What does the --audit flag to GNU ld do?


I have an application where I'd like to use the rtld-audit interface provided by Linux to hook the shared-library loading process. This works great if I use the LD_AUDIT environment variable to tell the dynamic linker to use my audit library audit.so when I run my program.

However, I'd like to make this a bit more automatic, not requiring special environment setup. GNU ld provides an --audit flag, described as follows:

--audit AUDITLIB

Adds AUDITLIB to the "DT_AUDIT" entry of the dynamic section. AUDITLIB is not checked for existence, nor will it use the DT_SONAME specified in the library. If specified multiple times "DT_AUDIT" will contain a colon separated list of audit interfaces to use. If the linker finds an object with an audit entry while searching for shared libraries, it will add a corresponding "DT_DEPAUDIT" entry in the output file. This option is only meaningful on ELF platforms supporting the rtld-audit interface.
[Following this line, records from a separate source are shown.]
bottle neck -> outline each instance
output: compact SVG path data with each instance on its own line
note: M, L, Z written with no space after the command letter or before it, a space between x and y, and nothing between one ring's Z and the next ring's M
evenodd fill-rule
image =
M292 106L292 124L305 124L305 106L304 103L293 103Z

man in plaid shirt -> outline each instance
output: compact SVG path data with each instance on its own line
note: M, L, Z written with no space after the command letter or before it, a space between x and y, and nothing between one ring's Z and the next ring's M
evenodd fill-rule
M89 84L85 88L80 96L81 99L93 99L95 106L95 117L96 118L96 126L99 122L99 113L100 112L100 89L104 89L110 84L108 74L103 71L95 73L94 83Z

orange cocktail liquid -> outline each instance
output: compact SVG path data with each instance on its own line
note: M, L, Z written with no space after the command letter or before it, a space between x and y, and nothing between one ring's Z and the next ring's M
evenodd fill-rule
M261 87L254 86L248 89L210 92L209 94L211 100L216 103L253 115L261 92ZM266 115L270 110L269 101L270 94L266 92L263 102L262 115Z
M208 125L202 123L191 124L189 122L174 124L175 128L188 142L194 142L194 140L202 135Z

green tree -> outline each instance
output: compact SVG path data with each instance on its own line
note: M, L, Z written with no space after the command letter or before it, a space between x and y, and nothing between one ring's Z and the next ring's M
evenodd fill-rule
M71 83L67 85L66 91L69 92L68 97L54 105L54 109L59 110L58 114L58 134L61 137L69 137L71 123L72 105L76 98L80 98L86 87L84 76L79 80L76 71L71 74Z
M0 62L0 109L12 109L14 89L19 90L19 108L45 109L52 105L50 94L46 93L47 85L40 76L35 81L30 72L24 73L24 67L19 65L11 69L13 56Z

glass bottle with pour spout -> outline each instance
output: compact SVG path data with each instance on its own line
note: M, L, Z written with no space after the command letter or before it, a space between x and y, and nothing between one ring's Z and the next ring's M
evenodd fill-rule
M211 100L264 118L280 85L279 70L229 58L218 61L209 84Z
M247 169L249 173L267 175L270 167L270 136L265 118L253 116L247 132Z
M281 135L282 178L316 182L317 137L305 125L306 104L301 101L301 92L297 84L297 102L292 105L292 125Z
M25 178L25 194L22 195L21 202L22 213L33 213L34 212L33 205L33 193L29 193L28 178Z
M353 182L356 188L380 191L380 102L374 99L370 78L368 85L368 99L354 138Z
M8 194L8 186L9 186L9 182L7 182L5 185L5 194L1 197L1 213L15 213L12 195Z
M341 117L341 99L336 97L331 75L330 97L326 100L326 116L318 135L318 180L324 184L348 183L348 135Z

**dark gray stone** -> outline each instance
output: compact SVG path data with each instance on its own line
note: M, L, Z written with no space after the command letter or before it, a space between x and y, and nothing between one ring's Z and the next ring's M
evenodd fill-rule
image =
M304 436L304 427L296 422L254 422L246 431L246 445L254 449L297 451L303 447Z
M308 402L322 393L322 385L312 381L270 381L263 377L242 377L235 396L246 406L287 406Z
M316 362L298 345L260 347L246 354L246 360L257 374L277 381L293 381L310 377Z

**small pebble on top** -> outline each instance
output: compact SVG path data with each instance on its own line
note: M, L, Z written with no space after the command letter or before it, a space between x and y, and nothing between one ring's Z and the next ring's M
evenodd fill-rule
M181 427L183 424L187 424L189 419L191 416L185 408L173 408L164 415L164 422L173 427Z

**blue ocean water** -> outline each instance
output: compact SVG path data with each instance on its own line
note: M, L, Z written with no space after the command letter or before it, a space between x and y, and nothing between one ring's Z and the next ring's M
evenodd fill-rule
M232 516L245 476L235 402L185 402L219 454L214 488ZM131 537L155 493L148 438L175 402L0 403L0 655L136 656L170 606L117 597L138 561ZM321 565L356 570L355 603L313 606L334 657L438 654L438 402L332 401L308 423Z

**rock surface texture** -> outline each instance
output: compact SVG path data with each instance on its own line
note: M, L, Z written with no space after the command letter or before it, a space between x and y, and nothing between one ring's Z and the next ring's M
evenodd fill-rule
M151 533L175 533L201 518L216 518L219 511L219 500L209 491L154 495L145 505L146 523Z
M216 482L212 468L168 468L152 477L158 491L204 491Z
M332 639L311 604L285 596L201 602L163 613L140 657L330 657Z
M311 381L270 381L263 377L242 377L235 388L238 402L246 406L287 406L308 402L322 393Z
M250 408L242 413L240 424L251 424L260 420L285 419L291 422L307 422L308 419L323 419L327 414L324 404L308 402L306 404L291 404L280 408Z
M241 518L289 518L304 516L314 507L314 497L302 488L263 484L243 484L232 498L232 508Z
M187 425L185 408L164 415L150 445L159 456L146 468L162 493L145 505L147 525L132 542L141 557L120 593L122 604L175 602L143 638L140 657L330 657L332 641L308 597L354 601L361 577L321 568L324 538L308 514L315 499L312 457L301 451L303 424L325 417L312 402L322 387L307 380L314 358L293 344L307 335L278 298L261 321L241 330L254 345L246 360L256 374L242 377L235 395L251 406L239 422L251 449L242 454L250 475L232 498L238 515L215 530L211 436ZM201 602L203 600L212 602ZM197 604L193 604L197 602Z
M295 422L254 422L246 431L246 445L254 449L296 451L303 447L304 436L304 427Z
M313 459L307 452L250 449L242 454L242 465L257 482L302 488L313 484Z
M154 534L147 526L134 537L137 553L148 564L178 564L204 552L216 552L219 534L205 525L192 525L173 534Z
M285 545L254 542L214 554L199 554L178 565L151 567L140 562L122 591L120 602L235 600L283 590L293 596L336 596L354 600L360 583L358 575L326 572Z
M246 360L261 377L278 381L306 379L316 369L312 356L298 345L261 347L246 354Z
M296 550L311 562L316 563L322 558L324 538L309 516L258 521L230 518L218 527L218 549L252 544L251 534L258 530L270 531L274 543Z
This suggests to me that if I link my program using --audit audit.so, then it should associate my audit library with the program. I would expect that that the audit library would then be loaded when the program is run.

Sure enough, using readelf, I can verify that using this flag causes audit.so to be registered as an audit library in the ELF header. However, if I run my program without LD_AUDIT set, the audit library is never invoked. It seems like I have to set LD_AUDIT=audit.so in order to get the behavior I want.

This begs the question: what does the --audit flag actually do? any documentation beyond the man page quote above seems to be pretty scarce. It's not clear to me that the Linux dynamic loader even uses the DT_AUDIT field in the ELF header. Is this by design?


Solution

  • It sets the DT_AUDIT dynamic entry, for whoever is willing to pay attention to it.

    The problem is that (as of current trunk) GLIBC dynamic loader does not pay attention to it (look for process_dl_audit routine). It only pays attention to LD_AUDIT environment variable, and to --audit flag when the loader: ld.so is invoked directly.

    Until someone contributes code to also pay attention to DT_AUDIT, the --audit flag to ld will remain useless.